The Black Solicitors Network (BSN) and the Society of Asian Lawyers (SAL) withdrew their application on the second day of Mr Justice Burton hearing whether the review should proceed.
Michael Webster, the vice-president of BSN, said that its body and SAL
withdrew on the basis of a settlement.
“The BSN and SAL achieved the goals that we were aiming to accomplish,” said Webster. “The Government has made significant concessions in taking forward the legal aid reforms.”
Webster explained that the Government had committed to undertake impact assessments of all reforms that have occurred so far and also, most importantly into price-competitive tendering.
And finally the Government also conceded that the impact assessments should be undetaken in line with the Commission of Racial Equality code and guide, which is more robust than the previous guidelines.
The two representative bodies originally brought the proceedings on behalf of the black and minority ethnic legal profession against the Ministry of Justice, formerly the Department for Constitutional Affairs (DCA), and the Legal Services Commission (LSC) over the legal aid reforms.

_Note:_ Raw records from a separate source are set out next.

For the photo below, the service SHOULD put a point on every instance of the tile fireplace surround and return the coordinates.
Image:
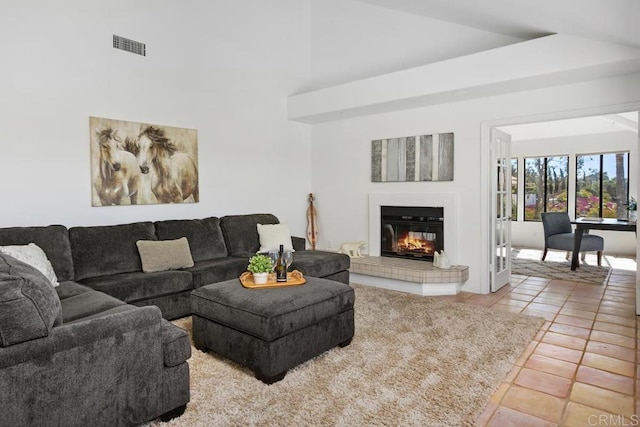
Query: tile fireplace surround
(417, 277)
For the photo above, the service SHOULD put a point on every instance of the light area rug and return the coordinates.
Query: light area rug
(414, 361)
(527, 262)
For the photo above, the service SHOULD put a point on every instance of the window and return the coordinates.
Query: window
(546, 185)
(602, 184)
(514, 189)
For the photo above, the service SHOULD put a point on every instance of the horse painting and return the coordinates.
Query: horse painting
(173, 174)
(119, 176)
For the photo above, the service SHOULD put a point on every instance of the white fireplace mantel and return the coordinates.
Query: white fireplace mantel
(448, 201)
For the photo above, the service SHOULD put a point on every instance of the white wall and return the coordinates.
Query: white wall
(341, 154)
(529, 233)
(224, 68)
(351, 40)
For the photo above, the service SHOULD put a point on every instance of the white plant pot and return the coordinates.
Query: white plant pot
(260, 278)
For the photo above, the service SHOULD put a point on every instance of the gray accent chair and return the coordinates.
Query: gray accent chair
(558, 234)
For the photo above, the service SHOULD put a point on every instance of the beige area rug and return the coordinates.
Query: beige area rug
(413, 361)
(527, 262)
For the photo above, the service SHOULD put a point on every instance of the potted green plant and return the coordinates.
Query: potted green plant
(260, 266)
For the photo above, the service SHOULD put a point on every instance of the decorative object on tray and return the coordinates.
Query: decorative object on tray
(294, 278)
(312, 227)
(259, 267)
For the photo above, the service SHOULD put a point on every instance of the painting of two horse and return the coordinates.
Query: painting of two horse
(139, 164)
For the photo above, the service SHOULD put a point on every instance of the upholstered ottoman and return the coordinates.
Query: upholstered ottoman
(272, 330)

They claimed that Lord Carter’s reforms will have the effect of denying or restricting access to justice for many minority communities.
The representative bodies said that they have repeatedly asked the Government to carry out an assessment of the impact of these proposals upon minority communities but the DCA and LSC has failed to carry out such an assessment in “any meaningful way”.
They claimed that this failure is in breach of the Government’s duty under the Race Relations (Amendment) Act 2000.
The Legal Services Commission (LSC) and Ministry of Justice (MoJ), said: “The LSC and Ministry of Justice will not be enforcing these costs against the BSN and SAL.
“Legal aid reform is essential. We’re determined to help as many people as possible within the available resources. We recognise that the changes proposed by Lord Carter’s independent review are challenging; that is why the full engagement of providers is so important. We have listened carefully to what providers have said, and we’ve already made changes to the reform proposals.”